Feature-Indexed Federated Recommendation with Residual-Quantized Codebooks

Federated recommendation provides a privacy-preserving solution for training recommender systems without centralizing user interactions. However, existing methods follow an ID-indexed communication paradigm that transmit whole item embeddings between clients and the server, which has three major limitations: 1) consumes uncontrollable communication resources, 2) the uploaded item information cannot generalize to related non-interacted items, and 3) is sensitive to client noisy feedback. To solve these problems, it is necessary to fundamentally change the existing ID-indexed communication paradigm. Therefore, we propose a feature-indexed communication paradigm that transmits feature code embeddings as codebooks rather than raw item embeddings. Building on this paradigm, we present RQFedRec, which assigns each item a list of discrete code IDs via Residual Quantization (RQ)-Kmeans. Each client generates and trains code embeddings as codebooks based on discrete code IDs provided by the server, and the server collects and aggregates these codebooks rather than item embeddings. This design makes communication controllable since the codebooks could cover all items, enabling updates to propagate across related items in same code ID. In addition, since code embedding represents many items, which is more robust to a single noisy item. To jointly capture semantic and collaborative information, RQFedRec further adopts a collaborative-semantic dual-channel aggregation with a curriculum strategy that emphasizes semantic codes early and gradually increases the contribution of collaborative codes over training. Extensive experiments on real-world datasets demonstrate that RQFedRec consistently outperforms state-of-the-art federated recommendation baselines while significantly reducing communication overhead.

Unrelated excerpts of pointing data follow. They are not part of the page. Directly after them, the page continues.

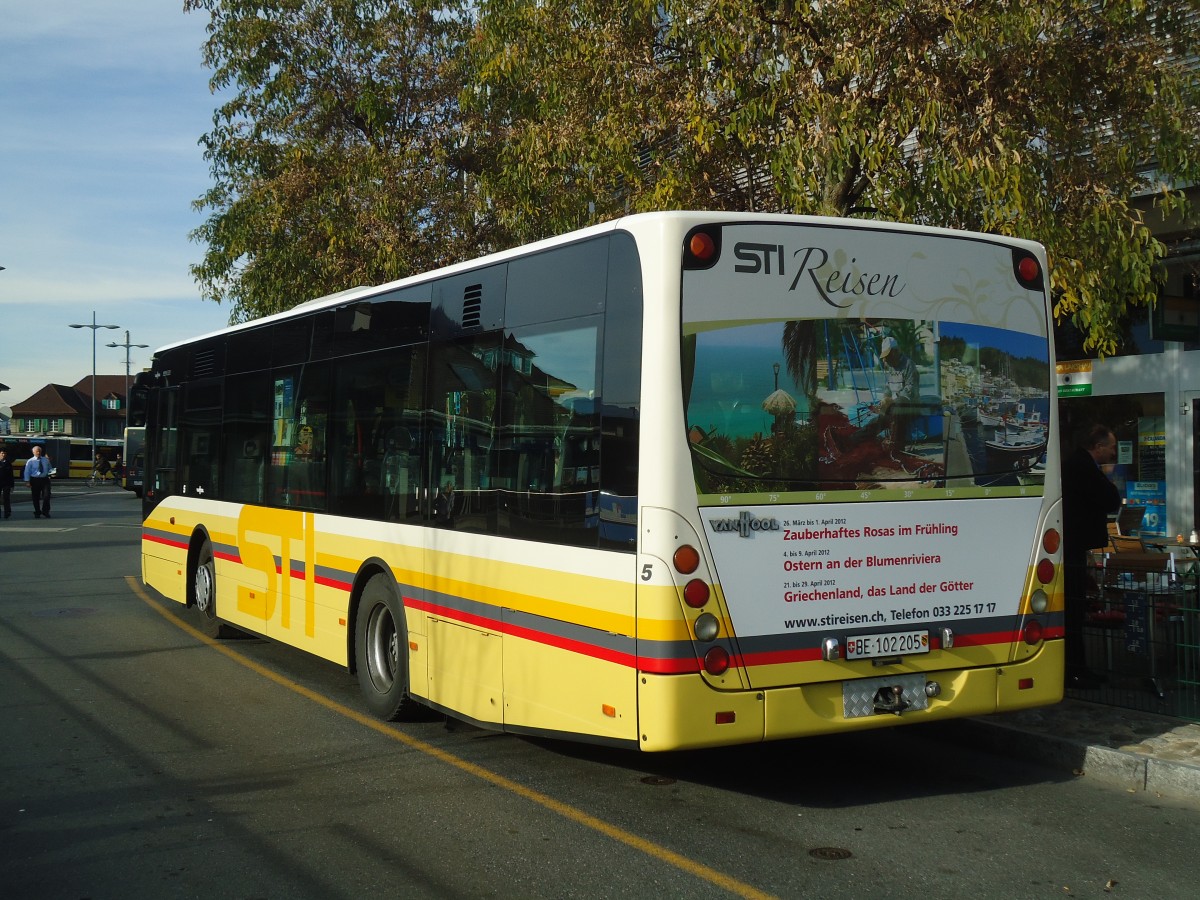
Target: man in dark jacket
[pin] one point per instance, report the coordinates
(6, 483)
(1087, 501)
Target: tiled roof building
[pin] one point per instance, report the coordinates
(59, 409)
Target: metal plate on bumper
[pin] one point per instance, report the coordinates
(858, 696)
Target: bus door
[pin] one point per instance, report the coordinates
(162, 451)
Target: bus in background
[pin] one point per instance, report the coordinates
(82, 459)
(133, 459)
(681, 480)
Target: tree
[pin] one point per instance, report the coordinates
(336, 151)
(1036, 120)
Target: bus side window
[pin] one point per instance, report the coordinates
(549, 463)
(371, 435)
(247, 437)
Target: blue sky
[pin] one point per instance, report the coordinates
(101, 109)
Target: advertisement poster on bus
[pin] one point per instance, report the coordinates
(876, 369)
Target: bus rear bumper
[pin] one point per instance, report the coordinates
(682, 712)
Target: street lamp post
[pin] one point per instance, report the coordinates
(126, 346)
(94, 327)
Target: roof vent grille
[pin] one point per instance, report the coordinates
(472, 305)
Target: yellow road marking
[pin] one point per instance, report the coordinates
(576, 815)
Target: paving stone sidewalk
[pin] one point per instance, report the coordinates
(1122, 748)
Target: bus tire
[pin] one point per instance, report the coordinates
(204, 594)
(381, 651)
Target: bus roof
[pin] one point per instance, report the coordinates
(637, 220)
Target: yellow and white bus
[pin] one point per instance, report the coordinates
(681, 480)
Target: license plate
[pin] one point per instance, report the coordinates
(894, 643)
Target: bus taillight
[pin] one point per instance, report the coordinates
(695, 593)
(1051, 540)
(701, 247)
(685, 559)
(1027, 270)
(717, 660)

翻译：联邦推荐提供了一种保护隐私的解决方案，可在不集中用户交互数据的情况下训练推荐系统。然而，现有方法遵循ID索引的通信范式，在客户端与服务器之间传输完整的物品嵌入向量，这存在三个主要局限：1) 消耗不可控的通信资源；2) 上传的物品信息无法泛化到相关的未交互物品；3) 对客户端的噪声反馈敏感。为解决这些问题，有必要从根本上改变现有的ID索引通信范式。因此，我们提出了一种特征索引通信范式，该范式传输作为码本的特征编码嵌入，而非原始物品嵌入。基于此范式，我们提出了RQFedRec，它通过残差量化(RQ)-Kmeans为每个物品分配一个离散编码ID列表。每个客户端根据服务器提供的离散编码ID生成并训练作为码本的编码嵌入，服务器则收集并聚合这些码本而非物品嵌入。这种设计使得通信可控，因为码本可以覆盖所有物品，并使更新能够通过相同编码ID传播到相关物品。此外，由于编码嵌入代表多个物品，其对单个噪声物品的鲁棒性更强。为联合捕捉语义信息与协同信息，RQFedRec进一步采用协同-语义双通道聚合机制，并配合课程学习策略：在训练早期侧重语义编码，随后逐步增加协同编码的贡献。在真实数据集上的大量实验表明，RQFedRec在显著降低通信开销的同时，持续优于最先进的联邦推荐基线方法。